D’où la seconde hypothèse : le voyageur aventurier incarnerait le stade ultime, l’aboutissement logique du touriste occidental de base. Ne sommes nous pas déjà tous déjà en quête d’authenticité, ce pléonasme vivant ? Rappelez vous ce merveilleux dessin de Sempé : le bourgeois des années cinquante roule en belle voiture rutilante tandis que son voisin, le modeste employé pédale sur son petit vélo, le regard plein d’envie. Dix ans plus tard, il s’est enfin offert la voiture de ses rêves, mais las !, le voilà coincé dans les embouteillages avec tous ses semblables, tandis que le grand bourgeois se faufile à vélo hollandais… L’aventurier est donc au touriste occidental de base ce que l’homo sapiens est à l’homme de Néandertal : sa version perfectionnée (dont le stade intermédiaire de l’évolution serait le lecteur du Guide du routard : encore un pied dans le circuit, un autre dans la posture).
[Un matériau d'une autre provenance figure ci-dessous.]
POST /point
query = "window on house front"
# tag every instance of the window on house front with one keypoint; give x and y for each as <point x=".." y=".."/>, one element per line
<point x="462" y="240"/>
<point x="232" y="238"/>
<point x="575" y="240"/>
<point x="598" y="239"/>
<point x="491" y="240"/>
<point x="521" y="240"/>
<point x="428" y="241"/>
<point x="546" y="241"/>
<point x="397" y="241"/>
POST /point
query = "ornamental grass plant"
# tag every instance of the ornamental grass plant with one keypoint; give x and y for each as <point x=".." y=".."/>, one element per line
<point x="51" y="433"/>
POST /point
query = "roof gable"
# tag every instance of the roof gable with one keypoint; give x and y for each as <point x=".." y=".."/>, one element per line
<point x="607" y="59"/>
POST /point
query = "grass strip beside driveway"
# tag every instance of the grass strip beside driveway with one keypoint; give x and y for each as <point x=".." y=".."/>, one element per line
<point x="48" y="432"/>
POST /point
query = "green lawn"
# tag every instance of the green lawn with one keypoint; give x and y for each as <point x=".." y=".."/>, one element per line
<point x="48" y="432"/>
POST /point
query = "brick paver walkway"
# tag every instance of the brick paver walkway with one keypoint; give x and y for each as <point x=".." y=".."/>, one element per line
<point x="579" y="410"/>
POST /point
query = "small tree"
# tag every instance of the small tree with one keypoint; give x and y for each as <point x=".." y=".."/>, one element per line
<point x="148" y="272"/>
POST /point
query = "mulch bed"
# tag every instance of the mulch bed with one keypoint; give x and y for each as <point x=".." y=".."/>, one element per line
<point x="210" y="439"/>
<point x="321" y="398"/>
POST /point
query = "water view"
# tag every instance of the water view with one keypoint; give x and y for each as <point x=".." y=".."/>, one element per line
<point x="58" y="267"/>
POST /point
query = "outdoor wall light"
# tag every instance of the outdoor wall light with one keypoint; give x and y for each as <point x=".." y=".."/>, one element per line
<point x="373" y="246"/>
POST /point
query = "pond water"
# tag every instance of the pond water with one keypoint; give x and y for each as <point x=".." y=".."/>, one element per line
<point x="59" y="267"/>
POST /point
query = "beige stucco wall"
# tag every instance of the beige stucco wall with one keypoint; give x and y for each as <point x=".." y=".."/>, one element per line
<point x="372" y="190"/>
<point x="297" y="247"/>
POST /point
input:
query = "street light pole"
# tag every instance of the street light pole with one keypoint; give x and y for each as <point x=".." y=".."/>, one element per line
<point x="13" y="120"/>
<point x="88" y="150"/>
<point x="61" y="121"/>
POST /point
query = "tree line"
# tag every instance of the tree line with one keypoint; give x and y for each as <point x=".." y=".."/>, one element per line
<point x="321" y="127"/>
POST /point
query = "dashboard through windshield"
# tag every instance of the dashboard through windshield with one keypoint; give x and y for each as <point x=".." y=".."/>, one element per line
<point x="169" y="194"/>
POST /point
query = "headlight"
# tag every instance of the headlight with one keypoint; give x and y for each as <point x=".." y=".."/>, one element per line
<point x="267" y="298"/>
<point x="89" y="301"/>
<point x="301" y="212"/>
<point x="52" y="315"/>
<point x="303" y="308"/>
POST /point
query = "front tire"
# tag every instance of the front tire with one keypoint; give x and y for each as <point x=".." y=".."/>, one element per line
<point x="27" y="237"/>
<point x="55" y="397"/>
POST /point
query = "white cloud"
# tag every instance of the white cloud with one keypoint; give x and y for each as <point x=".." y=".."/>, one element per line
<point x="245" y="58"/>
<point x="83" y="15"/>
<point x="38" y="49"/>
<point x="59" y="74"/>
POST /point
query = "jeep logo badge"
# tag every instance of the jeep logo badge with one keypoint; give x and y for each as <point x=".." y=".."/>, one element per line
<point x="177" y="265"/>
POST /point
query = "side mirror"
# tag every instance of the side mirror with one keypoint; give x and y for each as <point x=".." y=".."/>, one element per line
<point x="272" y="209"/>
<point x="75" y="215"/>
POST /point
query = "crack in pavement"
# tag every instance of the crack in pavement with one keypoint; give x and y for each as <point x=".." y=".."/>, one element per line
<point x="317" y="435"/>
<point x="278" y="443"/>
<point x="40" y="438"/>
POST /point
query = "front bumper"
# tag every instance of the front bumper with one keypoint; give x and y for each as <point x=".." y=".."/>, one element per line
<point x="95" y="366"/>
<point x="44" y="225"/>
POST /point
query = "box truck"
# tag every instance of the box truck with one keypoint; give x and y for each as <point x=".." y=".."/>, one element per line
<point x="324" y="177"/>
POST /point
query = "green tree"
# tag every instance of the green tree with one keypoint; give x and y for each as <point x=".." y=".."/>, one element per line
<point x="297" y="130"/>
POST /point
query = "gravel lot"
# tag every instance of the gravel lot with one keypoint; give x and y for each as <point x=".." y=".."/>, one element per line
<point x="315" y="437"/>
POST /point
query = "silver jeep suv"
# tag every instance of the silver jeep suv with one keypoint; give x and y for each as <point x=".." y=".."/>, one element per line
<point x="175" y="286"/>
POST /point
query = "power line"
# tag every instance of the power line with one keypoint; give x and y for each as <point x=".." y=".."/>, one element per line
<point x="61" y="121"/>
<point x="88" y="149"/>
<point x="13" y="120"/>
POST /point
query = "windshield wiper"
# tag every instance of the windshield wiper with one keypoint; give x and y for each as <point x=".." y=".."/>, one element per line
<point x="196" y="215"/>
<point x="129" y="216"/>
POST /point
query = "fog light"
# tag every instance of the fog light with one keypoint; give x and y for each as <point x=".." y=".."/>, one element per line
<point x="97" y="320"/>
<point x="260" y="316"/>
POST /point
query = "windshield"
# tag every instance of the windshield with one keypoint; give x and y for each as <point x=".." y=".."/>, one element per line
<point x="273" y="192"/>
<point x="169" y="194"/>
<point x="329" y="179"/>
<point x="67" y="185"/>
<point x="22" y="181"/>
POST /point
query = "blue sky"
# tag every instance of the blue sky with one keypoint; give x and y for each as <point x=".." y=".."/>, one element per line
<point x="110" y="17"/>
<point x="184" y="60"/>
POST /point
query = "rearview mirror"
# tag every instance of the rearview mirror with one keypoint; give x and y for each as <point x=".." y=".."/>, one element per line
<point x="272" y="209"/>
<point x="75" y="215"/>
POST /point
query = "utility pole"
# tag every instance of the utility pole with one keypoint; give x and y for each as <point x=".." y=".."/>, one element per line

Allons plus loin – et achevons de nous brouiller définitivement avec les beaux voyageurs ténébreux (ils le sont souvent) : ce besoin d’aller loin pour se retrouver et se distinguer des autres hommes (depuis Rousseau, on connaît la chanson) cache encore autre chose. Si c’était la fuite du vide, la fameuse « agitation » dénoncée par Pascal ? Kant n’a jamais quitté sa maison de Königsberg, Jane Austen n’est guère allée plus loin que la Pump room de Bath, Proust a observé un microcosme dans le périmètre Paris-Cabourg : et par leur lunette apparemment étroite, ils ont accédé à l’universel.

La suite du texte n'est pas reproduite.